Hakkını vermek lazım bu umut vaat eden genç kısa film yönetmeni Martin Church'ün ilk filmi olsa muhtemelen herkes gibi ben de çok daha övgülü cümleler kuruyor olurdum ama işin içinde Ridley Scott (Televizyonlarını yeni açan seyircilerimiz için Blade Runner, Gladiator ve prequel'ini çektiği Alien serisinin yönetmeni oluyor kendisi) olunca bir de üstüne o muhteşem fragmanları izleyince beklenti de o oranda yükseliyor.


Tamam hemen hiçbir şeyi beğenmeyen sinema eleştirmeni moduna geçmeyeceğim. Filmi genel olarak beğendim. Görsellik açısından karşımızda bir şaheser var. Görüntüleriyle uzun zamandır adam gibi bilimkurgu karelerine hasret bünyeme ilaç gibi geldi. 

Eh tahmin edeceğiniz gibi yazı filmle ilgili pek çok detay içeriyor.


Filmin açılış sahnesi (müzikle uyumu harikaydı) ve David'in Space Jockey'in gemisinin sistemlerini keşfettiği sahne kesinlikle klasik olmaya aday.

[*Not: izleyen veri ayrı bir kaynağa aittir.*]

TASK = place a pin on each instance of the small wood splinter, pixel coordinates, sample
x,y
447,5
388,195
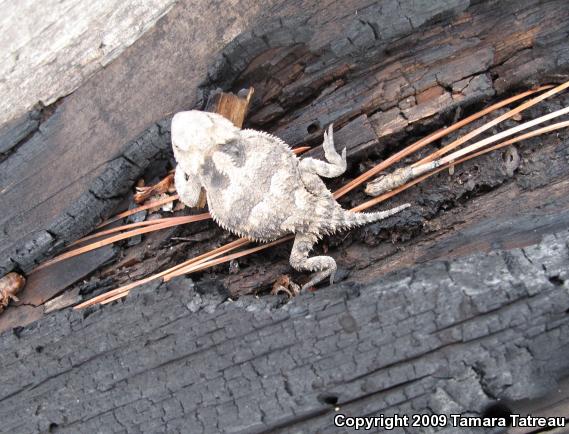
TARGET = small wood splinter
x,y
10,285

İlk yarısı bittiğinde açıkçası hayatımda izlediğim en iyi bir kaç bilimkurgu filminden birini izleme ihtimalimin yüksek olduğunu düşünüyordum. Ancak ikinci yarıda film dağılmaya, daha doğrusu saçmalamaya başladı. Özellikle bunda aşırı gereksiz "inanç" muhabbetinin etkisi büyük.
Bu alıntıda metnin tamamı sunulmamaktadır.